The decks have been cleared for the two to now function as a single entity. An announcement of the date from which the new entity by the name of Vodafone Idea Limited will start functioning will be made as early as Friday.
With the National Company Law Tribunal (NCLT) on Thursday giving its approval to the merger of Vodafone and Idea Cellular, the decks have been cleared for the two to now function as a single entity. An announcement of the date from which the new entity by the name of Vodafone Idea Limited will start functioning will be made as early as Friday.
The final seal of approval from the NCLT came after the two cleared their dues with the department of telecommunications (DoT) last month. After the DoT approval the two were required to report to the NCLT that all processes were complete, thus seeking the tribunal’s final nod for the merger.
Though the merged entity would be the country’s largest telecom operator with total revenues of over Rs 80,000 crore, 400 million customers, 35% subscriber market share and 41% revenue market share, the going will not be very smooth as it will be burdened with a combined debt of around Rs 1.07 lakh crore, which according to Bank of America Merrill Lynch would constrain their capex at around Rs 14,000 crore for the next couple of years. In contrast, the annual capex of Bharti Airtel is at around Rs 24,000 crore.

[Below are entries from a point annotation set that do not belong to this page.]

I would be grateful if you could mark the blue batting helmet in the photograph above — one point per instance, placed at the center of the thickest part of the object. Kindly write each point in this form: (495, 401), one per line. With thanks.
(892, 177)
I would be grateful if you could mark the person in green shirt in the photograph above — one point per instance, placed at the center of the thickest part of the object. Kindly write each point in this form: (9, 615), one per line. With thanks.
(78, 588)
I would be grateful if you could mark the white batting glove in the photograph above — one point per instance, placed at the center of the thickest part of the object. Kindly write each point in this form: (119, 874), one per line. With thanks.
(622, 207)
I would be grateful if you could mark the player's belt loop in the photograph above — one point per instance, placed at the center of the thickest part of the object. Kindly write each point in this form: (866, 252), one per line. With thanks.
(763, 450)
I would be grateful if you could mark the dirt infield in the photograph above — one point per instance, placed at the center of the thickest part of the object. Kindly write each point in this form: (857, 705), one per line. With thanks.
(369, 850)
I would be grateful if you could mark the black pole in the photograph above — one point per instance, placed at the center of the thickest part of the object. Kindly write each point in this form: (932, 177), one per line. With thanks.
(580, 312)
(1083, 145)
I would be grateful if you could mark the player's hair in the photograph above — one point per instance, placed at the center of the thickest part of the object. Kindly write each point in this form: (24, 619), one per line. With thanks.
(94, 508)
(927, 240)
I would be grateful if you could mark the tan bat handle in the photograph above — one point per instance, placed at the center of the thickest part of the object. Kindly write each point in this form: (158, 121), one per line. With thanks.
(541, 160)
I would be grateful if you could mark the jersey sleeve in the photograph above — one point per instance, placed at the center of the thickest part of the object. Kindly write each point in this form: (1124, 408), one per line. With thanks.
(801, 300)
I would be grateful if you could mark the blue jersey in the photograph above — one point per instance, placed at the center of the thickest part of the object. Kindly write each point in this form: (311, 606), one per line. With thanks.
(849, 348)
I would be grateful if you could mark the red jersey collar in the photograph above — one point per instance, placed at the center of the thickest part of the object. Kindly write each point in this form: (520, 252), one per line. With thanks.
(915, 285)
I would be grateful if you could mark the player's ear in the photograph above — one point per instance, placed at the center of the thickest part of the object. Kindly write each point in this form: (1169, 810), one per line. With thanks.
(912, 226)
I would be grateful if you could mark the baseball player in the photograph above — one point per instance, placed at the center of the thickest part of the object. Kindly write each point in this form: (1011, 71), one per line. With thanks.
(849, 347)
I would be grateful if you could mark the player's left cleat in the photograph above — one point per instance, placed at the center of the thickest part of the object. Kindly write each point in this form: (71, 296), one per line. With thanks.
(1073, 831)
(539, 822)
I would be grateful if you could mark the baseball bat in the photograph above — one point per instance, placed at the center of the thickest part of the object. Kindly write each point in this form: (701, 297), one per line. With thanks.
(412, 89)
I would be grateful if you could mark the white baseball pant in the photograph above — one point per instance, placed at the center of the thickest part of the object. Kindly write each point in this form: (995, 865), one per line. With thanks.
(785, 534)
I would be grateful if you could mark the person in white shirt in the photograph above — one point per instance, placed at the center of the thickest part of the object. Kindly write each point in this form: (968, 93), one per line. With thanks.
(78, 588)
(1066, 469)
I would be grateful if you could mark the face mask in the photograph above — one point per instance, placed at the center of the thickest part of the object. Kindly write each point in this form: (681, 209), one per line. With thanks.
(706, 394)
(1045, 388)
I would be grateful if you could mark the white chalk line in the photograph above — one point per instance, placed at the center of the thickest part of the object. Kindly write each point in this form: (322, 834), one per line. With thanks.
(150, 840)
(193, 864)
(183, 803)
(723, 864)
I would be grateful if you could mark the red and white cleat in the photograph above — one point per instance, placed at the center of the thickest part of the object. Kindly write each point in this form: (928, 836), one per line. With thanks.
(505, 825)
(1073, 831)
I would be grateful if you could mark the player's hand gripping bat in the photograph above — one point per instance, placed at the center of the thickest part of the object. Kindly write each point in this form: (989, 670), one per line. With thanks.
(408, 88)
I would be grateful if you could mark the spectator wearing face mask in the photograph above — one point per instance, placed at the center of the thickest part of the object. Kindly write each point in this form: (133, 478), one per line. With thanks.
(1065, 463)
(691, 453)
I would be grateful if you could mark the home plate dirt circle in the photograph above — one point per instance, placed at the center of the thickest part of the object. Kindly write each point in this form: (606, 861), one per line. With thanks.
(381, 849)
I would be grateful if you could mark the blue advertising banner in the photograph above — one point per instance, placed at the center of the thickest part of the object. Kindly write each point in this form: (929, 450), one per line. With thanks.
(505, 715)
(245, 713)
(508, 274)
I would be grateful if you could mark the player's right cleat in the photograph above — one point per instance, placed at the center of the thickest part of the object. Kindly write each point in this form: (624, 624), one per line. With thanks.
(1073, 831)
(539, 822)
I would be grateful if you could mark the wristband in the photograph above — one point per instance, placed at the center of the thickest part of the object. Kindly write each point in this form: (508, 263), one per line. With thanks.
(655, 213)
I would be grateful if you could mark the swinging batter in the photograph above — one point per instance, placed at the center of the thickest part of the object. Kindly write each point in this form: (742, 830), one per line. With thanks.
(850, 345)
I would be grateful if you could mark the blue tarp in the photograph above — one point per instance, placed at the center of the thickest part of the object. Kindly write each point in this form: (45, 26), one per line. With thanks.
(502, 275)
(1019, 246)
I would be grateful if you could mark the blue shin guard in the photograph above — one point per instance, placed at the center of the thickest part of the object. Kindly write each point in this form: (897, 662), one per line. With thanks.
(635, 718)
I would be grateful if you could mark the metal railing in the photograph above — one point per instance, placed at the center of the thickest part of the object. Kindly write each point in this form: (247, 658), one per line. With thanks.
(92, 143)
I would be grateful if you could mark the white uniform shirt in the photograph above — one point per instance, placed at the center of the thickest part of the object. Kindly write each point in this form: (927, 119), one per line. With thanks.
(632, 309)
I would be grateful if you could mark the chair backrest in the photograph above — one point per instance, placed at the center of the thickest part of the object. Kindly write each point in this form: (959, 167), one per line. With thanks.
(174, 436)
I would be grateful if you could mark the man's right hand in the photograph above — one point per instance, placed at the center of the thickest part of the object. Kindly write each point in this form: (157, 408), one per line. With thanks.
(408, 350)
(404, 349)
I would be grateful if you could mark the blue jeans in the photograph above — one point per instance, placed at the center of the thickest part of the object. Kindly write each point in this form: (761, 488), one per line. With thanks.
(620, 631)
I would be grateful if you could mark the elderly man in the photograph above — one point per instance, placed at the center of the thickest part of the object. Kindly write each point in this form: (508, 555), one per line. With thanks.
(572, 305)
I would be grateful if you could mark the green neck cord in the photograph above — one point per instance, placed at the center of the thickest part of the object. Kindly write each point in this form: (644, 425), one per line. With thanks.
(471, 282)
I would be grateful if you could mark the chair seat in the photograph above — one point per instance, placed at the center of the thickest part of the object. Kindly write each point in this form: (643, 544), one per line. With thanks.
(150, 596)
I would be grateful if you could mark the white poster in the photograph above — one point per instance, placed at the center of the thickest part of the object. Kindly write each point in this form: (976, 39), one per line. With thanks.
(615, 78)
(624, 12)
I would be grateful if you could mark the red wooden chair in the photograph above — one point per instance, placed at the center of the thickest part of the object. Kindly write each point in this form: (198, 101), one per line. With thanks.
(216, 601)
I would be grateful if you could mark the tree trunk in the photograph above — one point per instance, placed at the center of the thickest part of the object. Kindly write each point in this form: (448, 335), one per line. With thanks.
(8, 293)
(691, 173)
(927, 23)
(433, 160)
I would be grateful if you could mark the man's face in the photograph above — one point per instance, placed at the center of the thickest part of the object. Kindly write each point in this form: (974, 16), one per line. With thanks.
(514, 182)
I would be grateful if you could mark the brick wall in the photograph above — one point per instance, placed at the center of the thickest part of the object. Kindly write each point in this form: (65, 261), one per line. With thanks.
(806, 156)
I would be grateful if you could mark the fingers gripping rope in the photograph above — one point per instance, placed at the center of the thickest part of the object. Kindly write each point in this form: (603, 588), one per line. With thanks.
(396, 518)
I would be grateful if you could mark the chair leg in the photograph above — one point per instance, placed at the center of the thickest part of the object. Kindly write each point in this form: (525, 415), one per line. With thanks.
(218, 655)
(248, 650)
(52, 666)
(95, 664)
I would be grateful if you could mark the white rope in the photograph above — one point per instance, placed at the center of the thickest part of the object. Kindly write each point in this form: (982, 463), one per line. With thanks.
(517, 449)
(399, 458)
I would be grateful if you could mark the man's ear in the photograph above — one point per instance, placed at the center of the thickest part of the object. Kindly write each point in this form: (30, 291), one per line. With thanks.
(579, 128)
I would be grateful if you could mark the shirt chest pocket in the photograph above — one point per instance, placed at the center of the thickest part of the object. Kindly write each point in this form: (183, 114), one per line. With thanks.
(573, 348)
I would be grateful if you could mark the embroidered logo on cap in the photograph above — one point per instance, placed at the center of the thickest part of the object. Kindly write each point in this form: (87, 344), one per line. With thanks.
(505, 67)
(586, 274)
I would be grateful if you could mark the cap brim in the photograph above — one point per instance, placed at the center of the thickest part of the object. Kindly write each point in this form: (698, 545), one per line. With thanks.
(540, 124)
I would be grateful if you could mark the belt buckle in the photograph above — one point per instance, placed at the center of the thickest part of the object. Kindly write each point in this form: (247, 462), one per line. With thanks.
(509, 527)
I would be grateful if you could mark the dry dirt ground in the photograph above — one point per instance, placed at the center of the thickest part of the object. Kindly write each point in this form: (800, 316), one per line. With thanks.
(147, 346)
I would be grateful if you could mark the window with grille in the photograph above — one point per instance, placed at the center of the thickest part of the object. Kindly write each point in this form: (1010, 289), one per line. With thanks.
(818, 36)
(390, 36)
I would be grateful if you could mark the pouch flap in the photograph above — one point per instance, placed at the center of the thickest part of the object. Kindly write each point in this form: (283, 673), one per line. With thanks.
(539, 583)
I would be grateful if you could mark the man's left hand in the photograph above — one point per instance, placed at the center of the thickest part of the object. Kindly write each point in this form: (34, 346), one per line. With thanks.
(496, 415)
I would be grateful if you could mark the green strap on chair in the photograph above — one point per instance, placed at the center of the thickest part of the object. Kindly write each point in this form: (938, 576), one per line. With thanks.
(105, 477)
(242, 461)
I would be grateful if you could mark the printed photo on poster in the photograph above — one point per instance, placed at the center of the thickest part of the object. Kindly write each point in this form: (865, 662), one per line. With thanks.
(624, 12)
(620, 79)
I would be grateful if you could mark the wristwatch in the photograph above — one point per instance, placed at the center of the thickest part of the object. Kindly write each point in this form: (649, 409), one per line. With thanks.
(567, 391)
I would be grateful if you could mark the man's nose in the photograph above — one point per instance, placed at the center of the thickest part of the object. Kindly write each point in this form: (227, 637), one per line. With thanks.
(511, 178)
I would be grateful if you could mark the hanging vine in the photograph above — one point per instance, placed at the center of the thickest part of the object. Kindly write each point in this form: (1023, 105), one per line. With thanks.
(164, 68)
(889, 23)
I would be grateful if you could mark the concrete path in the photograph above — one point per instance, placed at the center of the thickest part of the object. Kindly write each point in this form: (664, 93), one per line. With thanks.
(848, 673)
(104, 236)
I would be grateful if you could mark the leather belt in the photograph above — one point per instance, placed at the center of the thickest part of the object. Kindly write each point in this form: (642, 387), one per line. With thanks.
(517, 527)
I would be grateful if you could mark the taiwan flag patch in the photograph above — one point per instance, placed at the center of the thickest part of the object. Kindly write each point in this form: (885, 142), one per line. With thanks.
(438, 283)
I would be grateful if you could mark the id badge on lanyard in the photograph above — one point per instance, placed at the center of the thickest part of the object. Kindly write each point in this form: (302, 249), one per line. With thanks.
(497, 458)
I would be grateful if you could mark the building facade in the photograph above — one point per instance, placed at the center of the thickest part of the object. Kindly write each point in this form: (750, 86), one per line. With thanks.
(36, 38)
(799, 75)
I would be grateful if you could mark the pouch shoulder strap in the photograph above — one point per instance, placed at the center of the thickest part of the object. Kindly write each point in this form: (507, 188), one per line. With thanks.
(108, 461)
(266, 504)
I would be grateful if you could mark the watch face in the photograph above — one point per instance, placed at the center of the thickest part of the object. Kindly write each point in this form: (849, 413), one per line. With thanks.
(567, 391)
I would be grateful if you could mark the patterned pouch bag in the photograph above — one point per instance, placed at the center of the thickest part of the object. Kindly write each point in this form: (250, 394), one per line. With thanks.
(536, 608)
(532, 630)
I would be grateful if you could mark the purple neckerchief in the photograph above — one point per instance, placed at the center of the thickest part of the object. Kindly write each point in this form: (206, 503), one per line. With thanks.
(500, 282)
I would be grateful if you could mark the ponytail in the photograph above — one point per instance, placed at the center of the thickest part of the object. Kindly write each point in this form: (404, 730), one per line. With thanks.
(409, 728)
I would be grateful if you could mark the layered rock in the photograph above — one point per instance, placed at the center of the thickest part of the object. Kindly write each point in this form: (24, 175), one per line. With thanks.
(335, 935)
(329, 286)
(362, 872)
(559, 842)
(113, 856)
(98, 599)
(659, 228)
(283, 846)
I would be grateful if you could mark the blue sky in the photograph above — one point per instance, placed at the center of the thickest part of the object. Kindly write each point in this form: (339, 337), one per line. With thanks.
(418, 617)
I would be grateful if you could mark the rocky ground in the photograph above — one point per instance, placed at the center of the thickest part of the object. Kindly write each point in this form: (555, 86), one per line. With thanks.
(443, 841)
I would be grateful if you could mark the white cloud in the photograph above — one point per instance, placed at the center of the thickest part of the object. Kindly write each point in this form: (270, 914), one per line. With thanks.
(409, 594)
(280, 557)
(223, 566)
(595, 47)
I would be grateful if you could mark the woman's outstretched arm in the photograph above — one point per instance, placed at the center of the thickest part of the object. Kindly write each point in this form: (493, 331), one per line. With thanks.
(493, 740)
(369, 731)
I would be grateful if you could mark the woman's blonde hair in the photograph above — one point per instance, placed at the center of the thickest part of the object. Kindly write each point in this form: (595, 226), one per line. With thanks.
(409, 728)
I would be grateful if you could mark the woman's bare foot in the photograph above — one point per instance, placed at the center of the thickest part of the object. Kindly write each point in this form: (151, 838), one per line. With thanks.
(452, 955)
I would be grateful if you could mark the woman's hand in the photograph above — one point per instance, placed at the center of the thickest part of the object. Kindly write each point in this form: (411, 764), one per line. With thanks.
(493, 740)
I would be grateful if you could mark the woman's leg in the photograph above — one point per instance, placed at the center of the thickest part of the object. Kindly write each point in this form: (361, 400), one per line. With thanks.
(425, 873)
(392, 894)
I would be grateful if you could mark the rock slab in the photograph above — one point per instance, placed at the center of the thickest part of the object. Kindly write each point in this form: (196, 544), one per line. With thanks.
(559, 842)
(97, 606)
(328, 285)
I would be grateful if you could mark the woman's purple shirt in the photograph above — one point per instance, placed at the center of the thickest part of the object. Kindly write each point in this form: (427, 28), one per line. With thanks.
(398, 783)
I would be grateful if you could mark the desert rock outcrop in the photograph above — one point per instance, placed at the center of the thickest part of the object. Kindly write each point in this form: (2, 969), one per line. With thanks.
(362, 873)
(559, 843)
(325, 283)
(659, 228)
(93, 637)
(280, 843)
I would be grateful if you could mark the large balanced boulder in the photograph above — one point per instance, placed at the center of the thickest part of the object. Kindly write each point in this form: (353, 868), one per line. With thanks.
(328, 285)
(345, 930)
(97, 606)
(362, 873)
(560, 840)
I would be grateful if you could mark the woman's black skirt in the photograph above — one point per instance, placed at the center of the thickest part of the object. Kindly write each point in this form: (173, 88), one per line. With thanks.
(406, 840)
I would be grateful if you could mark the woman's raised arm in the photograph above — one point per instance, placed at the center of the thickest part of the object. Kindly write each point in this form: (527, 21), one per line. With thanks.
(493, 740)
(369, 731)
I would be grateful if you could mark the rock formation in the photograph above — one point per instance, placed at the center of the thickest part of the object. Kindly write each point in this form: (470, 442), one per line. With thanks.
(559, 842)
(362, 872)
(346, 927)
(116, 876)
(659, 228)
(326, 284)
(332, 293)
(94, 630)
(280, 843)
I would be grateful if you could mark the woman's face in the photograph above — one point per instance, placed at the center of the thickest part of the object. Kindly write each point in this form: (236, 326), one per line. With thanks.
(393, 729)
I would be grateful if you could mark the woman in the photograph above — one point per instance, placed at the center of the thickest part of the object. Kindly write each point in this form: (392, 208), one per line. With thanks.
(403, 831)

Analysts said that since the merged entity will be constrained in terms of capex infusion due to its high leverage, it may find it difficult to hold on to its high Arpu (average realisation per user) data subscribers because it would not be able to beef up its 4G network in comparison to Bharti Airtel and Reliance Jio.
“The Vodafone-Idea merged entity will find itself constrained to invest in the business on account of high leverage,” brokerage firm Credit Suisse noted in a recent report. It said Idea’s stagnant 3G/4G subscriber base at 1.1 million net increase on-quarter, which is way below a monthly run-rate of 3 million adds for Bharti and 9 million for Jio, is worrisome.
“In spite of sharp cost cuts, we do not see annual merged entity’s Ebitda (earnings before interest, taxes, depreciation and amortisation) crossing Rs 16,000 crore for the next three years. Net debt is high (Rs 93,000 crore) after Indus sale, 8.5x FY19 Ebitda). We believe interest payouts will eat into more than half of Ebitda generated, allowing little room for capex. At a time when peers (with lower revenues) are investing much larger amounts, this could lead to market share loss for the merged company,” Credit Suisse noted.
Similarly, Bank of America Merrill Lynch noted that the merged entity would be vulnerable to market share losses as both Jio and Bharti, which are ahead of Vodafone and Idea in data investment, are likely to poach their customers.
However, there would be some savings as a result of synergies. For instance, the two would remove overlapping sites, which would result in annual savings of around Rs 2,000 crore.
Analysts said that the merged entity’s first priority would be cost savings rather than scaling up investments and that will be a cause of worry in a market in which Bharti Airtel and Jio are scaling up investments.
In March the two companies had already put in place the leadership team that would drive the merged entity. Kumar Mangalam Birla, the chairman of the Aditya Birla Group, will be the non-executive chairman of the merged entity, while Balesh Sharma, the erstwhile chief operating officer of Vodafone India, will be the new CEO who will be responsible for the combined business’ strategy and its execution as well as driving integration.
The current CEO of Vodafone India, Sunil Sood, will join the Vodafone Group AMAP leadership team and also help governance through board memberships. Himanshu Kapania, the current CEO of Idea Cellular, will be nominated as non-executive board member of the merged entity.